Укоризненный взгляд коня сменился на прощающий, и я вновь впрягла его в телегу. Сегодня действие заняло около часа, видно опыт вчерашних попыток помог. Ноги гудели от усталости, лапти я нашла и одела, да только уже натёртые ступни это спасало мало. Отважилась сесть на место «водителя» данного гужевого транспорта, конь послушно пошёл в нужную сторону. Моей заслуги тут было мало, это животное шло по известному маршруту.
Вот так тихо продвигаясь, мы доехали до погоста – поляны у лесной реки со столбами, расположенными в шахматном порядке, небольшим святилищем Маре и навесом с дровами. Последние меня интересовали больше всего, поскольку похоронить всех селян я просто не смогу, а вот провести обряд сожжения – возможно. До вечера я таскала дрова в специальное углубление перед идолом богини смерти, укладывая их с таким расчётом, что бы была возможность их поджечь и получить достаточное количество огня, что бы кремировать всех мертвецов. На жаре тела начли немного попахивать, началось разложение.

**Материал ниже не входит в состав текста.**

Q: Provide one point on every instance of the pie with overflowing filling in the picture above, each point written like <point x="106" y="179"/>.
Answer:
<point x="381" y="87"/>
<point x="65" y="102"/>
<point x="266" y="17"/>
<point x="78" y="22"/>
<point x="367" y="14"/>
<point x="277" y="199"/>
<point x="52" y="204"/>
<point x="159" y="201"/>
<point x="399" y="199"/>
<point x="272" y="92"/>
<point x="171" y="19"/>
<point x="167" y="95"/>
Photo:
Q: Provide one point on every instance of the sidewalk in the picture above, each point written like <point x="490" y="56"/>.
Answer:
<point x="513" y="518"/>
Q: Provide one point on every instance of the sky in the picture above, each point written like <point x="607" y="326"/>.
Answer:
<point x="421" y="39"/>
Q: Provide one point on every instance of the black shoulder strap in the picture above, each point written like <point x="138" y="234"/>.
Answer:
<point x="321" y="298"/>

Облив всю конструкцию маслом, я начала перетаскивать на неё тела. Сначала положила всех соседей, потом отца и мать, рядом с которыми расположился волхв. Бубен и посох я положила к нему под руки, а медвежий плащ его укрыл. Всё это я посыпала соломой и залила остатком масла. Потом я склонилась перед Марой, рассыпая перед ней горсти зерна, прося перевести через Калинов мост души умерших. Почувствовав невидимому поддержку, я смело взяла в руки подготовленный факел и кресалом зажгла его. Я подошла к погребальному костру и просунула горящий факел под всю конструкцию, через оставленное отверстие.
Промаслившиеся деревяшки занялись пламенем охотно, а прослойка из ткани и сена дала время самым большим брёвнам загореться. Теперь весь костёр пылал, посылая вверх искры и белёсый дым. Я посмотрела на это и присела невдалеке, достав свою флейту. По обычаям надо устроить тризну, да только с кем?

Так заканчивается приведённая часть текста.